Форсайт стоял на другом краю отмели, держа лошадь под уздцы, и явно избегал церемонии прощания. Он сделал все, чтобы уговорить Минну не следовать за Морелем.

– Вам не одолеть такого перехода…

– Однажды я его уже проделала.

– В других условиях. Лошади едва держатся на ногах… Даже если вы доберетесь до Чада, вас арестуют. Мужчина один еще кое-как выкрутится, а женщина…

– Вам не мешало бы знать, что может вынести женщина, майор Форсайт. Я могла бы кое-что рассказать.

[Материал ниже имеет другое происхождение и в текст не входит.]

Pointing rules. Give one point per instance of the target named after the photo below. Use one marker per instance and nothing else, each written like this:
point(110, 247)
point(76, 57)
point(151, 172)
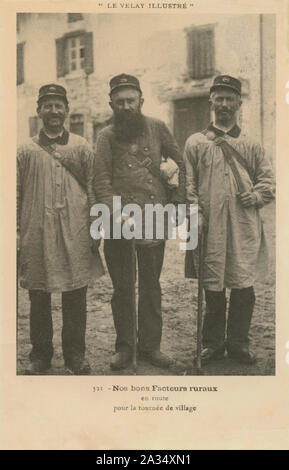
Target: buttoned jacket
point(119, 170)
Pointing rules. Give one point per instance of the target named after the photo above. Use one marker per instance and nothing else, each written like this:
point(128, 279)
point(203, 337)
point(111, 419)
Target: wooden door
point(190, 115)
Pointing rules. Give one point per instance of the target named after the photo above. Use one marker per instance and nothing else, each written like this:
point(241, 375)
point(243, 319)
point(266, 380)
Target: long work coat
point(235, 247)
point(53, 216)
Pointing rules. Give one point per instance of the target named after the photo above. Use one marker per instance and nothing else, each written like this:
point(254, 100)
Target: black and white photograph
point(154, 109)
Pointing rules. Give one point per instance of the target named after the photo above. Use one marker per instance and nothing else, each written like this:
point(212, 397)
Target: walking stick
point(200, 304)
point(133, 305)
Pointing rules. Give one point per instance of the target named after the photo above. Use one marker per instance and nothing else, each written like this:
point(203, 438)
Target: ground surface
point(179, 320)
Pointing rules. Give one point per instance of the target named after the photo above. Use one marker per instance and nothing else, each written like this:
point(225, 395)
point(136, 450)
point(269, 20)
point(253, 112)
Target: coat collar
point(234, 132)
point(61, 139)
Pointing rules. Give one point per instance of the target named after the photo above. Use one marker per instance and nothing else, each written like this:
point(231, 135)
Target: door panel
point(190, 115)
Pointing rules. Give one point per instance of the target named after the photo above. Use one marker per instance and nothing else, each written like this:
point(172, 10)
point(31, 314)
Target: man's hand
point(202, 225)
point(94, 245)
point(247, 199)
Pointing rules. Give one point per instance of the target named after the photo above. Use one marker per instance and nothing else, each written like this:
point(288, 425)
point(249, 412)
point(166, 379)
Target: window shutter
point(71, 17)
point(88, 59)
point(201, 52)
point(60, 57)
point(20, 63)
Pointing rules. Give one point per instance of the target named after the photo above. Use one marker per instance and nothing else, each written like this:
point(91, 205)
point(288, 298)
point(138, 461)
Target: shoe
point(78, 366)
point(210, 354)
point(156, 358)
point(120, 360)
point(242, 354)
point(38, 367)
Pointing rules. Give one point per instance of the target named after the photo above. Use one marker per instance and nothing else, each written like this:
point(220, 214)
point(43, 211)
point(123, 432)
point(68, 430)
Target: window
point(201, 51)
point(71, 17)
point(77, 124)
point(20, 63)
point(74, 51)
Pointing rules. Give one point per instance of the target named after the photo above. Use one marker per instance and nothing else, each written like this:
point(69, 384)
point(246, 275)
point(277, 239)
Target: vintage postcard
point(144, 241)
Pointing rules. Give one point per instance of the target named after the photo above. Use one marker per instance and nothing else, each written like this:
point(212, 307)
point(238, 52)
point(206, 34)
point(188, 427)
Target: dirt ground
point(179, 306)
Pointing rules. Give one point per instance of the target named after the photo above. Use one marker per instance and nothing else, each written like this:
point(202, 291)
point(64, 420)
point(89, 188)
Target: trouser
point(73, 327)
point(150, 262)
point(239, 318)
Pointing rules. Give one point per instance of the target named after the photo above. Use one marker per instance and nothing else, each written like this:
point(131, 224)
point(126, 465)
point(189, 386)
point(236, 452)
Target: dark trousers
point(150, 262)
point(73, 327)
point(239, 318)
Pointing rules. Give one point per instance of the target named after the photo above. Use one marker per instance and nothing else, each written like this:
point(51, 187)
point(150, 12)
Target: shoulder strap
point(57, 156)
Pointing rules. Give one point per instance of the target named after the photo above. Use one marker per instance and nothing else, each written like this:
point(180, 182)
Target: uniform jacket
point(53, 215)
point(235, 242)
point(119, 172)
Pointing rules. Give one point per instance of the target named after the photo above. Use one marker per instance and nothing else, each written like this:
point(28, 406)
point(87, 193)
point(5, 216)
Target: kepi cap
point(124, 80)
point(52, 90)
point(225, 81)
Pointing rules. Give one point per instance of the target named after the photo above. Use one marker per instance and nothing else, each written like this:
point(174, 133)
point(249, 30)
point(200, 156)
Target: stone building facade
point(175, 56)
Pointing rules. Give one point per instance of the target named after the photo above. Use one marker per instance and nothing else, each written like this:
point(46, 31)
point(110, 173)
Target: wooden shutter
point(20, 63)
point(201, 52)
point(88, 57)
point(71, 17)
point(61, 62)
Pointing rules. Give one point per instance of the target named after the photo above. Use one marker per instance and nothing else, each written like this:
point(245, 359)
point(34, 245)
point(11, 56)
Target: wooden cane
point(133, 305)
point(200, 304)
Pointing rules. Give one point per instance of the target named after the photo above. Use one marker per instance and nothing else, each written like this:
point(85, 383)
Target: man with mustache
point(229, 177)
point(54, 195)
point(126, 151)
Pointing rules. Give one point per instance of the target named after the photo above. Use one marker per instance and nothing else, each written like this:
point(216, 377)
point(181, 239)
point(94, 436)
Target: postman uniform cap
point(124, 80)
point(225, 81)
point(52, 90)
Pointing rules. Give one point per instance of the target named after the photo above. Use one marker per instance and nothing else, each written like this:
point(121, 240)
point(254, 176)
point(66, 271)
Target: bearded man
point(230, 179)
point(54, 196)
point(126, 152)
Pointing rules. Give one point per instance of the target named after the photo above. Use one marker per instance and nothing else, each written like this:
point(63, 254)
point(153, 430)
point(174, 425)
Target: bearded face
point(128, 121)
point(225, 103)
point(52, 111)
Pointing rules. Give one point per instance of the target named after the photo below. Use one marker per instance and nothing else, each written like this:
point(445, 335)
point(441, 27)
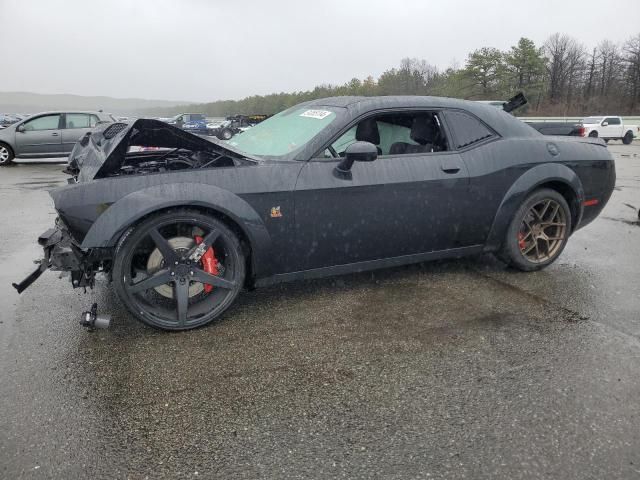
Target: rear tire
point(628, 138)
point(6, 155)
point(161, 286)
point(538, 231)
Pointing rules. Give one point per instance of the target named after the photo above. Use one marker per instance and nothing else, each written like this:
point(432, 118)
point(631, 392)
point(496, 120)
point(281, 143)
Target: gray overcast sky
point(207, 50)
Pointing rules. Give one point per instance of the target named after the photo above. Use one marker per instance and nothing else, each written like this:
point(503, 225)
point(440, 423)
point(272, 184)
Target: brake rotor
point(156, 261)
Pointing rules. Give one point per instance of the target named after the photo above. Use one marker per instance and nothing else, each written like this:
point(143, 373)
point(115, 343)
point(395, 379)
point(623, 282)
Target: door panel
point(41, 137)
point(613, 129)
point(76, 126)
point(396, 205)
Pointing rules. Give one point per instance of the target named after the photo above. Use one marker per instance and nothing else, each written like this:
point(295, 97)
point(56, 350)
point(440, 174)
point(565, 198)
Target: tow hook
point(91, 320)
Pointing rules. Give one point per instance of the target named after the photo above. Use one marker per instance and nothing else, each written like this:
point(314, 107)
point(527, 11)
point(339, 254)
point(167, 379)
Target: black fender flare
point(110, 226)
point(525, 184)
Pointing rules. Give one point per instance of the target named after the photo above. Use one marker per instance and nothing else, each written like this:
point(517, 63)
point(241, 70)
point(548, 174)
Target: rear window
point(467, 129)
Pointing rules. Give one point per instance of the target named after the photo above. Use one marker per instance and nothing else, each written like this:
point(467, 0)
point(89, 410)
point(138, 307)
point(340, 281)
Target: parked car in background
point(7, 119)
point(609, 128)
point(235, 124)
point(48, 134)
point(571, 129)
point(191, 122)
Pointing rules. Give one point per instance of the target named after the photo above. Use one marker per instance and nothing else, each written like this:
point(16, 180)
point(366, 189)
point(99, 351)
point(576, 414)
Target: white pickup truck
point(609, 128)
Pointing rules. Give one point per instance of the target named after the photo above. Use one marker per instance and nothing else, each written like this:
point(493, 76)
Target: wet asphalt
point(455, 369)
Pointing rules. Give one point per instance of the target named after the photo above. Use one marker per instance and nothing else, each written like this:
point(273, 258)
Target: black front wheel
point(168, 280)
point(6, 155)
point(628, 138)
point(538, 231)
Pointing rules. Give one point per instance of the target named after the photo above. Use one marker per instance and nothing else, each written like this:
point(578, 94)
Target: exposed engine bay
point(137, 163)
point(146, 146)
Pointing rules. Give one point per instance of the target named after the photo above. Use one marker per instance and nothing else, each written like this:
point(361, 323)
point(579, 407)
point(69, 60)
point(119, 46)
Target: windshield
point(592, 120)
point(284, 133)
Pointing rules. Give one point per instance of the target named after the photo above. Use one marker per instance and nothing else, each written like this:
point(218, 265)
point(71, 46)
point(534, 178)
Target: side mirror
point(358, 152)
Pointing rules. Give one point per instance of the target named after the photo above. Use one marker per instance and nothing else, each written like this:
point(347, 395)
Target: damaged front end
point(61, 253)
point(122, 149)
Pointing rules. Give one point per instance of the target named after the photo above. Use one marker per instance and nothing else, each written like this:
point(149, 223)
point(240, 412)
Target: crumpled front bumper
point(60, 254)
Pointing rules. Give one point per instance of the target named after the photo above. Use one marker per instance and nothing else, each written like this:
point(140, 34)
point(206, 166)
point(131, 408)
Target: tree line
point(559, 77)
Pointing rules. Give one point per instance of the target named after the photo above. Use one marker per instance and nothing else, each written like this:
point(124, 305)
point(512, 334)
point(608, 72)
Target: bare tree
point(631, 61)
point(565, 65)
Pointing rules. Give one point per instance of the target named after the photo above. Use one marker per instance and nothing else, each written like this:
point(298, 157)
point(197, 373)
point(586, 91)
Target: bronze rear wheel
point(543, 231)
point(538, 232)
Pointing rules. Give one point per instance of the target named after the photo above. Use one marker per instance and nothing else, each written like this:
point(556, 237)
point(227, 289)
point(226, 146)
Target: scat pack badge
point(275, 212)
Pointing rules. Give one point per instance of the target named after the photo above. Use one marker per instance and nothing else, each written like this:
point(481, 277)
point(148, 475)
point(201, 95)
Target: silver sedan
point(47, 135)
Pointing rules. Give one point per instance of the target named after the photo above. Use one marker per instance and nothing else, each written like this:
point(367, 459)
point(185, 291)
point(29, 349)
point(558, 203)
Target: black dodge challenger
point(327, 187)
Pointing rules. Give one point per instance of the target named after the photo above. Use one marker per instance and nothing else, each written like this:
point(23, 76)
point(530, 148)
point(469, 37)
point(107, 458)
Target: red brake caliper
point(209, 263)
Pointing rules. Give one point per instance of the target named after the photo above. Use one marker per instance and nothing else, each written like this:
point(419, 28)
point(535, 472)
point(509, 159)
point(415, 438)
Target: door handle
point(450, 165)
point(450, 168)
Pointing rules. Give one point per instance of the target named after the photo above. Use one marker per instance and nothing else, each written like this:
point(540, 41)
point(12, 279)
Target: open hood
point(145, 146)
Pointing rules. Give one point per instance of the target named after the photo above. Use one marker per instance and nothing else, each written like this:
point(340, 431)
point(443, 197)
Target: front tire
point(628, 138)
point(164, 288)
point(6, 155)
point(538, 231)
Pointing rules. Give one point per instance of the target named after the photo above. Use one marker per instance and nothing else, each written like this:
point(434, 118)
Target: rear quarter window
point(467, 129)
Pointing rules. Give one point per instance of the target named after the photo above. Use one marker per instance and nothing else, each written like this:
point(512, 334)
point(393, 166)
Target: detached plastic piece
point(91, 320)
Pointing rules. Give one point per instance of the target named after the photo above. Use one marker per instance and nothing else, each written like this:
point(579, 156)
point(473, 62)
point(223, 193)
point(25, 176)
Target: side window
point(47, 122)
point(78, 120)
point(467, 129)
point(402, 133)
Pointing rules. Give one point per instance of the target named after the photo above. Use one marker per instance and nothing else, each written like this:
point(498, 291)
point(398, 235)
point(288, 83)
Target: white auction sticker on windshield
point(319, 114)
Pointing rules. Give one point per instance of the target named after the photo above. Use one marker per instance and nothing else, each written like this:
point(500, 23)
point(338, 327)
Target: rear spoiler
point(514, 102)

– И все же подумайте хорошенько. Мы хотели устроить демонстрацию, выразить на свой лад отвращение, которое многие испытывают и выражают… Нам это удалось сверх всякой меры. Весь мир на нас смотрит. Сейчас время продолжать борьбу другими средствами, используя сочувствие, которым мы окружены. Нельзя этим бросаться. Морель – другое дело: даже если его арестуют, суд над ним вызовет громадный отклик и только подогреет всеобщее сочувствие. Его наверняка с триумфом оправдают. Но пока он рискует жизнью, и вы тоже…

Это безумие…

– С чего вы вдруг стали таким рассудительным, майор Форсайт? Узнали, что наконец можете вернуться домой, что даже стали там чем-то вроде героя, и, кто знает, не присвоит ли американская армия имя Форсайта новому выпуску Вест-Пойнта?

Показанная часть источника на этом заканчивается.